Au lieu de nous chamailler entre chrétiens sur des questions de rites liturgiques, de messe en latin ou en français, de liturgie face ou dos au peuple, méditons pendant ce temps qui nous sépare de la Pentecôte sur la puissance de l’Esprit Saint que nous empêchons d’agir chaque fois que nous lui refusons de prendre toute la place dans nos vies.  Car ce Dieu qui peut sembler si lointain à certain, s’est rendu proche par son fils Jésus venu se faire l’un de nous. Il est monté au ciel pour nous attirer. L’Ascension, c’est le mystère de notre divinisation. C’est Dieu qui nous attire à Lui.
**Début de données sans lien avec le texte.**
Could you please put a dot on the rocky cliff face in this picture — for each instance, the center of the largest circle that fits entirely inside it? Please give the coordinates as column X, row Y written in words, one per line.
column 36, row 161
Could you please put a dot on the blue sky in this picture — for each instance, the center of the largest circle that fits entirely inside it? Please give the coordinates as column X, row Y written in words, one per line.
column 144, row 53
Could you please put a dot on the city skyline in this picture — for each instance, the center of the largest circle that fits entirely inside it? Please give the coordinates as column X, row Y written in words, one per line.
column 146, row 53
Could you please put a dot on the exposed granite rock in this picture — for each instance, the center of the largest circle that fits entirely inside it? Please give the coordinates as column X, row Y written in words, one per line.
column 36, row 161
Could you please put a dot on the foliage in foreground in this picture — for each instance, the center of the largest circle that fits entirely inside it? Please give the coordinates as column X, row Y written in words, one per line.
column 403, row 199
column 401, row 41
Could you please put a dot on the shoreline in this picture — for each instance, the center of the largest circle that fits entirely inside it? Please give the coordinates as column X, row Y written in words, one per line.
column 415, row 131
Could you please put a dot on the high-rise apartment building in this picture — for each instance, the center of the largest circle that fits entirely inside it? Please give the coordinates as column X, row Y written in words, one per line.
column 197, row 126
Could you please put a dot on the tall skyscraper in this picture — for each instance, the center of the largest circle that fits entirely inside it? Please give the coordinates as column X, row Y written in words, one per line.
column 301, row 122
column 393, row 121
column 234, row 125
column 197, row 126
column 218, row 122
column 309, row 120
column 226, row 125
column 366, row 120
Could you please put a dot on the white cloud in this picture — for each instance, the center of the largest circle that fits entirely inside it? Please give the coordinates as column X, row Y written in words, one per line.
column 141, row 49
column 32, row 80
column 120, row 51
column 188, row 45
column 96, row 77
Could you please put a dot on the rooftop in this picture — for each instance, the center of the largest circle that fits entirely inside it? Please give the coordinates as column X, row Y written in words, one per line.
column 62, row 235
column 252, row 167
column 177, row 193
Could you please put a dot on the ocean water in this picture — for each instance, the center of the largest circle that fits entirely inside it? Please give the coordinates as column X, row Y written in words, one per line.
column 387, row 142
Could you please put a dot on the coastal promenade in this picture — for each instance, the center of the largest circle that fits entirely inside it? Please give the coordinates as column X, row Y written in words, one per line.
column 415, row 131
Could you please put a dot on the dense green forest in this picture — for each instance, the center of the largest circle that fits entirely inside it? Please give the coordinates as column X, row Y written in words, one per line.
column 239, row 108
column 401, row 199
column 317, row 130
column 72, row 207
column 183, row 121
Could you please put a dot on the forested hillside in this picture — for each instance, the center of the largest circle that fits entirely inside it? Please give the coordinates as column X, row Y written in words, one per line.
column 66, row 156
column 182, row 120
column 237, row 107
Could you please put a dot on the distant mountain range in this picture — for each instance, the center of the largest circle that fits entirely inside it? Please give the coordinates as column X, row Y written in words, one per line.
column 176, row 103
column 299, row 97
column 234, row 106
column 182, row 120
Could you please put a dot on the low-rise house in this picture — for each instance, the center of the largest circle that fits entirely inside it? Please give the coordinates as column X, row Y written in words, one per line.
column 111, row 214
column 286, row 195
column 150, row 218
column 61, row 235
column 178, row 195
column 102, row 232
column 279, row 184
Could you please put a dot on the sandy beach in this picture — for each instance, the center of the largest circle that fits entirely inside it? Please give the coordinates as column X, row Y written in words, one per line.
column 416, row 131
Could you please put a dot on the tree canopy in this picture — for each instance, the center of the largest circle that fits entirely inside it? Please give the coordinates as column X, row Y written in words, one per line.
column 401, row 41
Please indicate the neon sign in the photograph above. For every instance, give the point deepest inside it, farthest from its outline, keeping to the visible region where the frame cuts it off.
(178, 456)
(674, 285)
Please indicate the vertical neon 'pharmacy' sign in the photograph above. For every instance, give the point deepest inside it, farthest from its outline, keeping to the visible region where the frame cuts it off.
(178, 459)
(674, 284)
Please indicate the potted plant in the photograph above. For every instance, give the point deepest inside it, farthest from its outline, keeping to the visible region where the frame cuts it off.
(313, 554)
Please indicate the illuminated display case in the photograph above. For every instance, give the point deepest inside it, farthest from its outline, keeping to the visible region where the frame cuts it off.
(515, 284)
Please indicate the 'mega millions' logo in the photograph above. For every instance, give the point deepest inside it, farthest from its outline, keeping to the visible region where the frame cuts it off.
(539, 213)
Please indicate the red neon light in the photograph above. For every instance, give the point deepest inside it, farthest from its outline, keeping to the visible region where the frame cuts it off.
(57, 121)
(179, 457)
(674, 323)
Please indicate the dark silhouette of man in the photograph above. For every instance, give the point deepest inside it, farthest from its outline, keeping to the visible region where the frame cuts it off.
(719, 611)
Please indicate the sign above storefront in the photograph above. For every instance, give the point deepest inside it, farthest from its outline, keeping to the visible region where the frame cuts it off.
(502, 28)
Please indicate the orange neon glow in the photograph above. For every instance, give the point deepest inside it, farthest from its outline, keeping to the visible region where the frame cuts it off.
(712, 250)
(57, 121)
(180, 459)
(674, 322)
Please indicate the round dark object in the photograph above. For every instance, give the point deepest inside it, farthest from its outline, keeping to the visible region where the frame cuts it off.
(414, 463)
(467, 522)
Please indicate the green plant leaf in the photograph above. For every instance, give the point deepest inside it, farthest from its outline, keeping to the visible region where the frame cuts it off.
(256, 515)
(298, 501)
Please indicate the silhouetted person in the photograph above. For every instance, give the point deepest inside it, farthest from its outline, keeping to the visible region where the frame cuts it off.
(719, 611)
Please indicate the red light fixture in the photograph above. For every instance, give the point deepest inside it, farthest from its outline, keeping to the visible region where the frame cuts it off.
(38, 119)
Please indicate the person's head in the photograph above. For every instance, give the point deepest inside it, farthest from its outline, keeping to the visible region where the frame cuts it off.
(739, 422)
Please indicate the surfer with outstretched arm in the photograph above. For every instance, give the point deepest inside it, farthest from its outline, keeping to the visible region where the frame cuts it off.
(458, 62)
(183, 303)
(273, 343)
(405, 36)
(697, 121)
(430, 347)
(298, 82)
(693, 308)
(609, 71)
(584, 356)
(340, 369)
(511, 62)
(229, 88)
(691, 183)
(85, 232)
            Alors frères et sœurs, si dans vos cœurs et dans vos esprits c’est un peu plus le brouillard et la grisaille que la pleine clarté, soyez sereins, tout chrétien grandit dans sa foi en acceptant les doutes sans s’y enfermer. Ils sont gages de progrès spirituel à condition de ne pas culpabiliser.

Laissons l’Esprit nous conduire. Il nous mène vers Dieu notre Père qui nous veut vivant avec Lui pour l’éternité.